Они стукнули по рукам.

Парвус быстро прикинул в уме, кому и сколько он должен отдать, сколько останется. И на душе у него воцарился праздник.

Вечером, дома он еще раз проверил свои расчеты. Сухие, нейтральные цифры подтвердили его прикидки. И тут у него возникла еще одна приятная мысль.

В его голове зазвучала музыка. Похожий на пингвина дирижер размахивал палочками, и струнные, духовые и смычковые инструменты прилежно следовали за ним.

У Парвуса сладко сжалось сердце. Он исполнил несколько корявых танцевальных движений и хриплым посаженым голосом пропел:

— Ах, майн либер Августин, Августин, Августин…

Экономка закрыла в гостиной форточку.

— Совсем волки обнаглели. Прямо у дома воют.

 

Деньги

На очередную встречу Парвус явился уже не с пустыми руками. Он нес, крепко прижимая к телу, пузатый саквояж. Вид у него был по-прежнему понурый и похоронный.

— Деньги принесли? — сухо осведомился глава обиженных.

— Вот! — Парвус поставил на стол саквояж. — Последние сбережения! — скорбно сообщил он.

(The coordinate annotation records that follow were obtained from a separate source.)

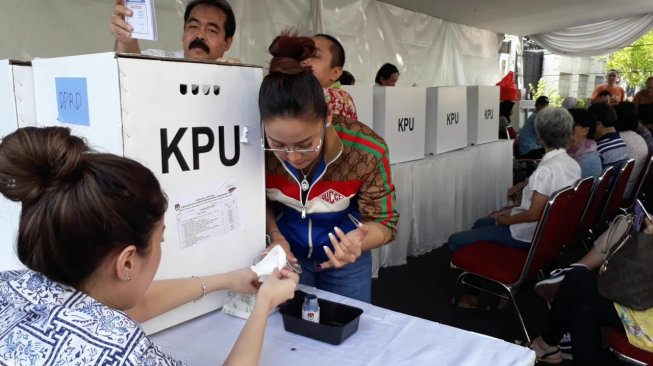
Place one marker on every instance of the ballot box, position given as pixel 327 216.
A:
pixel 16 95
pixel 399 116
pixel 363 97
pixel 16 109
pixel 482 114
pixel 196 125
pixel 446 119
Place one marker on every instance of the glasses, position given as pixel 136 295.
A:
pixel 300 150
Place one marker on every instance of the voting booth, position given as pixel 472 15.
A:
pixel 16 109
pixel 446 119
pixel 197 127
pixel 399 117
pixel 363 97
pixel 482 114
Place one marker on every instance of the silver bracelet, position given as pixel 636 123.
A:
pixel 203 288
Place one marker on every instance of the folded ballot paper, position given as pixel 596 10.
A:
pixel 241 305
pixel 143 19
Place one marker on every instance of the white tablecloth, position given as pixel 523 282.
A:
pixel 384 337
pixel 443 194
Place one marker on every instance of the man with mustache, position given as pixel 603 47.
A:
pixel 209 27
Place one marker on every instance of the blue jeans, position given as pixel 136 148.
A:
pixel 353 280
pixel 485 229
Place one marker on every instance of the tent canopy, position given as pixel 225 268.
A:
pixel 527 17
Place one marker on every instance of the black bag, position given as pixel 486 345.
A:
pixel 626 275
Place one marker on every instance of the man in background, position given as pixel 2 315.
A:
pixel 616 92
pixel 209 27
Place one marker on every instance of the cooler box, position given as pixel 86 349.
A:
pixel 446 116
pixel 399 116
pixel 196 126
pixel 482 114
pixel 364 100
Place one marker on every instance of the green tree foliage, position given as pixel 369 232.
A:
pixel 634 63
pixel 555 99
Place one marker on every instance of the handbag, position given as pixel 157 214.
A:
pixel 626 275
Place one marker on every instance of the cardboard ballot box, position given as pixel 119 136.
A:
pixel 197 127
pixel 482 114
pixel 399 116
pixel 446 119
pixel 16 95
pixel 363 97
pixel 16 109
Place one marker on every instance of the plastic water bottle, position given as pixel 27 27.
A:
pixel 311 309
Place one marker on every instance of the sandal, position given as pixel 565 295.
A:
pixel 541 355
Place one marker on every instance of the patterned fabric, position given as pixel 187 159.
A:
pixel 353 177
pixel 613 150
pixel 46 323
pixel 340 102
pixel 638 326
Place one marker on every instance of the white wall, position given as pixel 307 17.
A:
pixel 427 50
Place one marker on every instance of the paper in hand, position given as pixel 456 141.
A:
pixel 276 258
pixel 143 19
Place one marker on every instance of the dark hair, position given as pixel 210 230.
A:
pixel 505 108
pixel 645 112
pixel 347 78
pixel 223 5
pixel 605 93
pixel 627 117
pixel 604 113
pixel 385 72
pixel 584 118
pixel 290 89
pixel 77 206
pixel 336 49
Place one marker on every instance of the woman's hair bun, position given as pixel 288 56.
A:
pixel 33 160
pixel 288 50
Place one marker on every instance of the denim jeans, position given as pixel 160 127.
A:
pixel 485 229
pixel 353 280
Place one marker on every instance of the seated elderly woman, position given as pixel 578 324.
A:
pixel 515 227
pixel 579 308
pixel 90 234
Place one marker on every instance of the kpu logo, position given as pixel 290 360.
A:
pixel 331 196
pixel 195 89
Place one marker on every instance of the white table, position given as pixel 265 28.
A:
pixel 444 194
pixel 384 337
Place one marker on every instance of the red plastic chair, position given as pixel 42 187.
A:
pixel 583 192
pixel 595 206
pixel 510 267
pixel 619 345
pixel 644 180
pixel 617 194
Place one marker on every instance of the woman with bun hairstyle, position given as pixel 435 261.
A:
pixel 90 234
pixel 324 174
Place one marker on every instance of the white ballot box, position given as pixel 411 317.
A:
pixel 16 109
pixel 446 119
pixel 399 116
pixel 197 127
pixel 16 95
pixel 482 114
pixel 363 97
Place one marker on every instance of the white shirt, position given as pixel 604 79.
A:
pixel 556 170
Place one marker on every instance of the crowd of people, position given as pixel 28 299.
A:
pixel 606 134
pixel 91 225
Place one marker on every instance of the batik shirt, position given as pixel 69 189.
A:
pixel 46 323
pixel 340 102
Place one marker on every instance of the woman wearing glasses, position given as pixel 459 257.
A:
pixel 325 173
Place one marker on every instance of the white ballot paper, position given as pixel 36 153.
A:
pixel 143 19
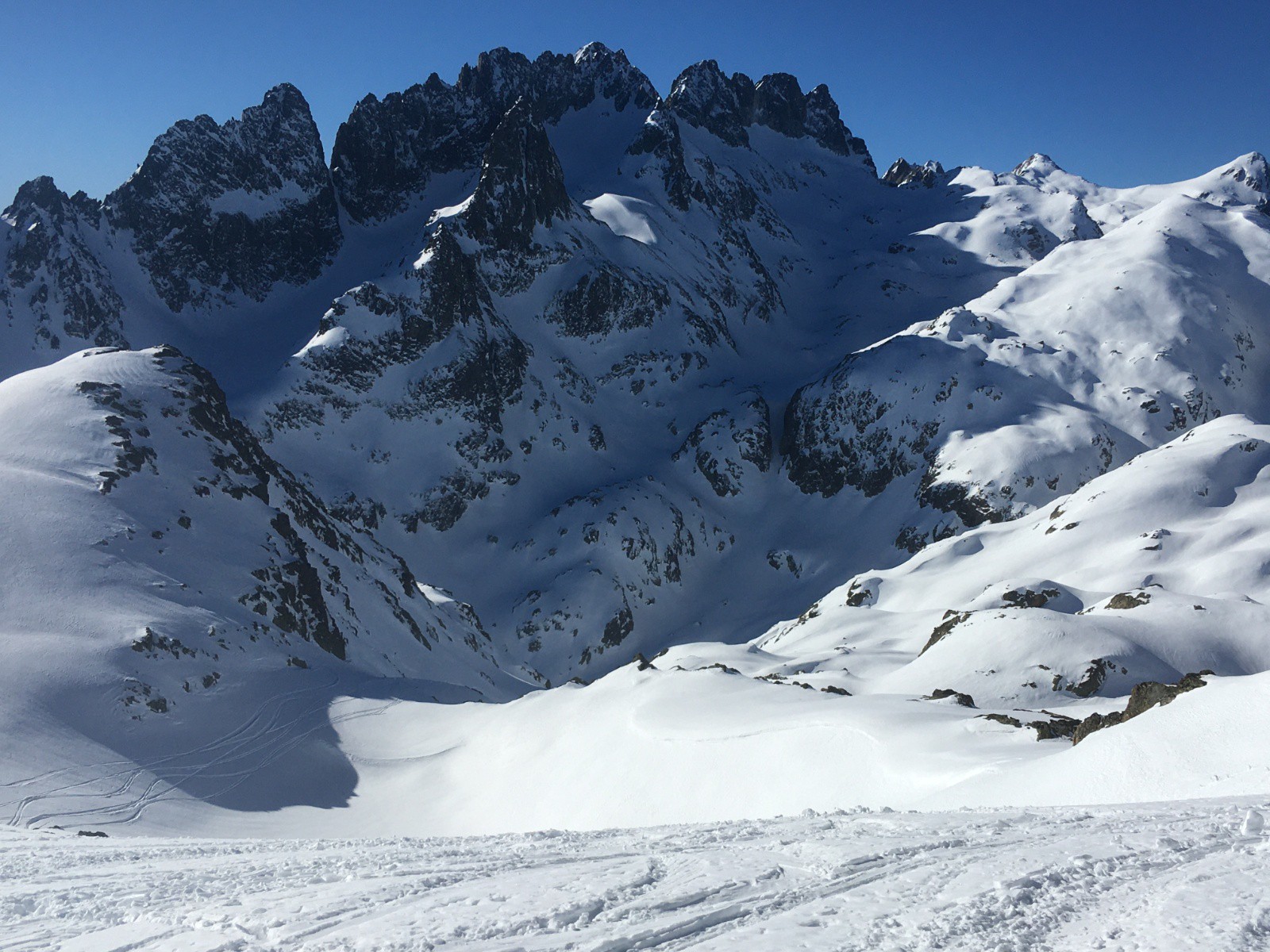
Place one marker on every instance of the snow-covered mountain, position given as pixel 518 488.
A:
pixel 544 371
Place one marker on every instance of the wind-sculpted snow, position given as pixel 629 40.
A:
pixel 1147 573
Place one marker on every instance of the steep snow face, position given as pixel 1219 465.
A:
pixel 598 410
pixel 622 215
pixel 1054 376
pixel 1244 182
pixel 629 374
pixel 164 578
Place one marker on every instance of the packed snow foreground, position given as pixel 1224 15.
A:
pixel 562 459
pixel 1156 877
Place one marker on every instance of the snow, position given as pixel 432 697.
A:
pixel 1157 877
pixel 624 216
pixel 258 205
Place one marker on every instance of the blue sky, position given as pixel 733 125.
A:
pixel 1119 92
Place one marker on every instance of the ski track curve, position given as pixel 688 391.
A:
pixel 1178 876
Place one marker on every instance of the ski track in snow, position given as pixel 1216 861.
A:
pixel 1178 876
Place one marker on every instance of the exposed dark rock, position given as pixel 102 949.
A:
pixel 607 300
pixel 52 272
pixel 1026 598
pixel 952 619
pixel 1142 698
pixel 704 97
pixel 725 440
pixel 905 175
pixel 235 207
pixel 389 150
pixel 940 693
pixel 521 184
pixel 1128 600
pixel 1003 719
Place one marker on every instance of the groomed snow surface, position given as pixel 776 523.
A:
pixel 1146 877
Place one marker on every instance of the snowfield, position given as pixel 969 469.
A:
pixel 563 463
pixel 1145 877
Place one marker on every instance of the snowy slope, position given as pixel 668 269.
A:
pixel 175 605
pixel 1149 571
pixel 622 376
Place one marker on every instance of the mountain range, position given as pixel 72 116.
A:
pixel 545 380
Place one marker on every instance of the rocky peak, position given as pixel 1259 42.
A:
pixel 50 278
pixel 521 184
pixel 1037 164
pixel 662 140
pixel 779 105
pixel 905 175
pixel 235 207
pixel 389 150
pixel 704 97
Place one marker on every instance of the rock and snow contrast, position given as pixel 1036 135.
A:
pixel 563 455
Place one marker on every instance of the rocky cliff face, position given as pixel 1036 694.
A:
pixel 55 283
pixel 387 152
pixel 217 209
pixel 595 355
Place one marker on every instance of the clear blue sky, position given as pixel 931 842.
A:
pixel 1122 90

— Зато, батенька, родину спасаете, — утешил его повеселевший Владимир Ильич. — Ну-с, пересчитаем!

Он принялся раскладывать по столу запечатанные в пачках деньги. Парвус как бы невзначай спросил:

— Скажите, а правда, что вы собираетесь разрушить старый мир?

— До основания! — подтвердил Владимир Ильич.

— А затем?

— Мы наш, новый мир построим.

— Мудро! Я мог бы вам в этом помочь.

— Чем?

— Подогнать транспорт и вывезти старую, ненужную рухлядь: мебель, посуду, другое барахло.

— Куда?

— На свалку. На свалку истории.

— Нет, батенька, будем уничтожать. Пусть пролетарии отведут свою, измученную гнетом царского самодержавия, душу.

— Взамен я мог бы предложить изделия из глины и стекла. И бьется легче и звона больше.

— Хорошо. Мы подумаем, — обнадежил капиталиста Владимир Ильич.

Он и в самом деле в этот момент действительно думал. Но о другом.

Вот оно — свершилось! Деньги были в руках, в нужной валюте и в достаточном количестве. С ними можно было ехать в страну Америку и начать новую жизнь. Мечты о спокойной, обеспеченной старости обретали реальность.

А вот с революцией в России была полная неясность. Дома он не был почти двадцать лет. Что там сейчас? Пойдут ли за ним люди?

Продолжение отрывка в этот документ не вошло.